CAMOT: Camera Angle-aware Multi-Object Tracking

Felix Limanta,Kuniaki Uto,Koichi Shinoda
DOI: https://doi.org/10.1109/WACV57701.2024.00635
2024-09-26
Abstract:This paper proposes CAMOT, a simple camera angle estimator for multi-object tracking to tackle two problems: 1) occlusion and 2) inaccurate distance estimation in the depth direction. Under the assumption that multiple objects are located on a flat plane in each video frame, CAMOT estimates the camera angle using object detection. In addition, it gives the depth of each object, enabling pseudo-3D MOT. We evaluated its performance by adding it to various 2D MOT methods on the MOT17 and MOT20 datasets and confirmed its effectiveness. Applying CAMOT to ByteTrack, we obtained 63.8% HOTA, 80.6% MOTA, and 78.5% IDF1 in MOT17, which are state-of-the-art results. Its computational cost is significantly lower than the existing deep-learning-based depth estimators for tracking.
Computer Vision and Pattern Recognition
What problem does this paper attempt to address?
### Problems Addressed by the Paper The paper aims to address two main issues in Multi-Object Tracking (MOT): 1. **Occlusion Problem**: In real-world scenarios, target objects are often occluded by other objects, leading to detection failures. 2. **Inaccurate Distance Estimation in Depth Direction**: When multiple objects are aligned in the depth direction, it is difficult to accurately estimate the distance between them, which may result in incorrect object association between different frames. To solve these problems, the paper proposes a method called CAMOT (Camera Angle-aware Multi-Object Tracking). CAMOT provides depth information for each object by estimating the camera angle, thereby achieving pseudo-3D multi-object tracking. Specifically, CAMOT assumes that multiple objects are located on the plane of each video frame and uses object detection to estimate the camera angle.
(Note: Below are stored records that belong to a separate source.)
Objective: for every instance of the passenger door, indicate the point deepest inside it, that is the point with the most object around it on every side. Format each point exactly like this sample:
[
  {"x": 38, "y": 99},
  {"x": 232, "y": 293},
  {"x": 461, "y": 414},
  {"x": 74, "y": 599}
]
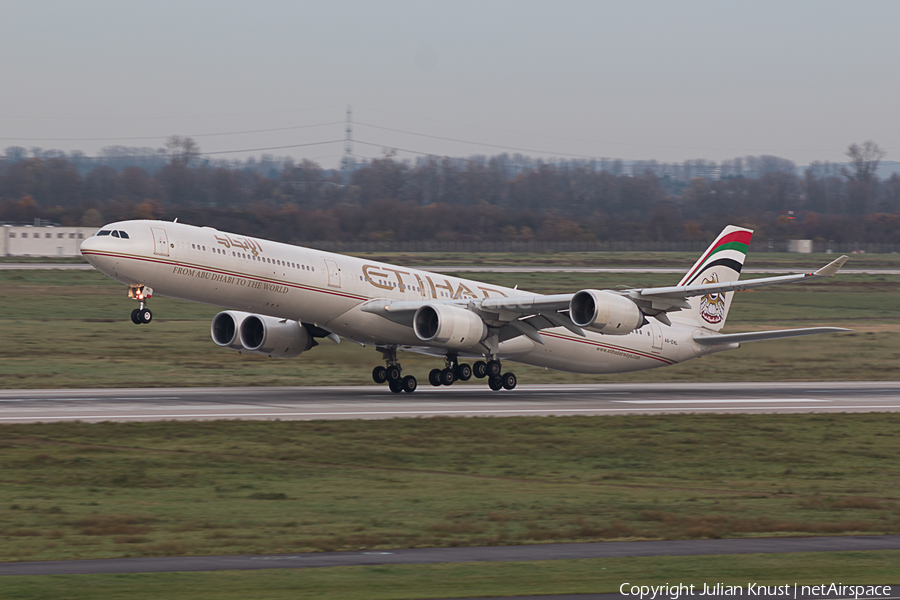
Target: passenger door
[
  {"x": 334, "y": 273},
  {"x": 657, "y": 336},
  {"x": 160, "y": 241}
]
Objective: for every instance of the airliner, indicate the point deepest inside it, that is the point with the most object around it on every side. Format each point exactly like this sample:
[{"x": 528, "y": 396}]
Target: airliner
[{"x": 279, "y": 299}]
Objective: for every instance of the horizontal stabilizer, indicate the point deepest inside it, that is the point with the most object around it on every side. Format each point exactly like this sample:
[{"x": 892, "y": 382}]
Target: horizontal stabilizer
[
  {"x": 758, "y": 336},
  {"x": 688, "y": 291}
]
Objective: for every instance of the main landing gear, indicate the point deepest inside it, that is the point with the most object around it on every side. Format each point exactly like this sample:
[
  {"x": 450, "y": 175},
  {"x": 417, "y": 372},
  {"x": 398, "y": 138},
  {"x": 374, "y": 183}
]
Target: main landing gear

This not only solves the occlusion problem but also more accurately measures the distance in the depth direction, improving the accuracy of object association between different frames. ### Main Contributions 1. **Lightweight Camera Angle Estimator**: Uses object detection positions to estimate the camera angle. 2. **Frame-to-Frame Object Association Using Camera Angle and Object Depth**: Combines camera angle and object depth information in 2D MOT to improve association accuracy. 3. **Evaluation on Various 2D MOT Methods**: Adds CAMOT to various 2D MOT methods for evaluation, verifying its effectiveness. ### Experimental Results - On the MOT17 dataset, ByteTrack with CAMOT achieved 63.8% HOTA, 80.6% MOTA, and 78.5% IDF1, reaching the current state-of-the-art levels. - The computational cost is significantly lower than existing deep learning-based depth estimators, achieving a speed of 24.92 FPS on a single A100 GPU. ### Conclusion CAMOT effectively addresses the occlusion and depth direction distance estimation problems in multi-object tracking through a simple camera angle estimation method, improving tracking performance with low computational cost, making it suitable for practical applications.